(小谷太郎:大学教員・サイエンスライター)
水星を肉眼で見たことがありますか。
この2月下旬から3月初めは水星が太陽から離れて見えるので、観測のチャンスです。夕日が沈んで30分後の18時ころに、西の空を眺めてみてください。地平線の近くに白いほのかな光点があったら、それが水星です。
先日1月15日(日本時間)、九州大学の高橋太准教授らの研究グループが、「水星が持つ特異な磁場の謎を解明」したと発表しました。
また2018年10月20日1時45分(協定世界時)には、「国際水星探査計画ベピコロンボ」が打ち上げられました。ベピコロンボは2025年に水星に到着し、水星の起源や磁場について調べます。

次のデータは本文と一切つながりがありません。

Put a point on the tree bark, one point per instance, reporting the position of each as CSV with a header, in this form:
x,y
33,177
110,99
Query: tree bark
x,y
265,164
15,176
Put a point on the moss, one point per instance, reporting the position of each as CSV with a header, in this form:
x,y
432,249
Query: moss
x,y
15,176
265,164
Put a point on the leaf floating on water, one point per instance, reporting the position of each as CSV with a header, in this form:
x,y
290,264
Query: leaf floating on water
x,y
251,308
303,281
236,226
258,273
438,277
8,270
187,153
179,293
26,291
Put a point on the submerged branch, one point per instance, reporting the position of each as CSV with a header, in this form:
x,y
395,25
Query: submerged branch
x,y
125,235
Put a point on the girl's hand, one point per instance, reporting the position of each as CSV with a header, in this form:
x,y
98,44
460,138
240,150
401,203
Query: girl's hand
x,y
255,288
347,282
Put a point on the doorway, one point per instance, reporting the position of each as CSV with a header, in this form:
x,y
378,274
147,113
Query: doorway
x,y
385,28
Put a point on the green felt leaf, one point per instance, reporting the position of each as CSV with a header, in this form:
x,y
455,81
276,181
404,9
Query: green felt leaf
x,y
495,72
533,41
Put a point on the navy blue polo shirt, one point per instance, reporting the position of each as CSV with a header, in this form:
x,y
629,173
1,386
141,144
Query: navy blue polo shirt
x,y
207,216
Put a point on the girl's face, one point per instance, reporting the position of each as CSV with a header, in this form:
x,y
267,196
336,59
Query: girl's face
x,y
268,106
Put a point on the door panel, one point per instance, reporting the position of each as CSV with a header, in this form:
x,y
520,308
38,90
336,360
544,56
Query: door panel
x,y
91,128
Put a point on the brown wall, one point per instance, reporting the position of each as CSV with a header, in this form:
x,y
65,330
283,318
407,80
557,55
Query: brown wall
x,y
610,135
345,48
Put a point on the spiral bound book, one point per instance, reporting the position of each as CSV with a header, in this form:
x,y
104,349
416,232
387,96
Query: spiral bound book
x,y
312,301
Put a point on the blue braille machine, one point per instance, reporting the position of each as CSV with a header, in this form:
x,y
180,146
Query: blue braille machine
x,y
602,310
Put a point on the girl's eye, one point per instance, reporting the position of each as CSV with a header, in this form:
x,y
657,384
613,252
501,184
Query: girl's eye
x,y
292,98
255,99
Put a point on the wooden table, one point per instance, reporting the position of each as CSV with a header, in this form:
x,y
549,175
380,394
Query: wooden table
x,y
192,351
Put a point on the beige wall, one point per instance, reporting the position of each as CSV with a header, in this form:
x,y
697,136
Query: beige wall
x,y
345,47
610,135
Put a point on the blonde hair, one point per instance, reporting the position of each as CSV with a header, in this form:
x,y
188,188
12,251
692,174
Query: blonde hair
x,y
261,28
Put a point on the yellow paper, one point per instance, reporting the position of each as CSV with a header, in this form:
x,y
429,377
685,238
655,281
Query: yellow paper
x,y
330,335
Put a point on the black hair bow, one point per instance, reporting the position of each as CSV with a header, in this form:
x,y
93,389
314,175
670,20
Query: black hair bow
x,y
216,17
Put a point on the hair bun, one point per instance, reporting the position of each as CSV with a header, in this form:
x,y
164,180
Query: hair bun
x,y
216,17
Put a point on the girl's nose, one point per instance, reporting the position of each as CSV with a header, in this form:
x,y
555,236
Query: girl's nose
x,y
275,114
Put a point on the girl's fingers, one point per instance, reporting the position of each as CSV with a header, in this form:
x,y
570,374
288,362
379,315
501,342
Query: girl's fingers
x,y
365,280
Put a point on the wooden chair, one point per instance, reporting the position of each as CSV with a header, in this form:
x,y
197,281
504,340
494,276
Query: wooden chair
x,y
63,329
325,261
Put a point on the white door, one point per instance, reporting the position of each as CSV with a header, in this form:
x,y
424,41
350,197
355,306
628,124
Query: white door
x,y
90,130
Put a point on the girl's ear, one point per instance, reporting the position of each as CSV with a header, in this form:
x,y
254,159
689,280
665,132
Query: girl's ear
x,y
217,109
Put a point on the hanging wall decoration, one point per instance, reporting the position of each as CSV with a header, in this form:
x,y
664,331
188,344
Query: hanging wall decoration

さて、あの夕暮れ空のほのかな光点は、いったいどんな謎を秘めているのでしょうか。ベピコロンボはそれはどうやって解明しようというのでしょうか。以下に解説しましょう。
水星〜太陽系最大の寒暖差
水星は太陽に最も近い惑星です。太陽からの平均距離(軌道長半径)は地球の0.3871倍で、水星から見た太陽の明るさは地球から見た明るさの約7倍です。
水星の1昼夜は地球の176日です。地球の88日間続く水星の昼の間、地球の7倍の明るさの太陽光によって地表は400℃以上に熱せられ、同じ時間続く夜の間には-200℃以下に冷えます。水星の地面に転がる石ころは太陽系で最大の寒暖差を経験しています。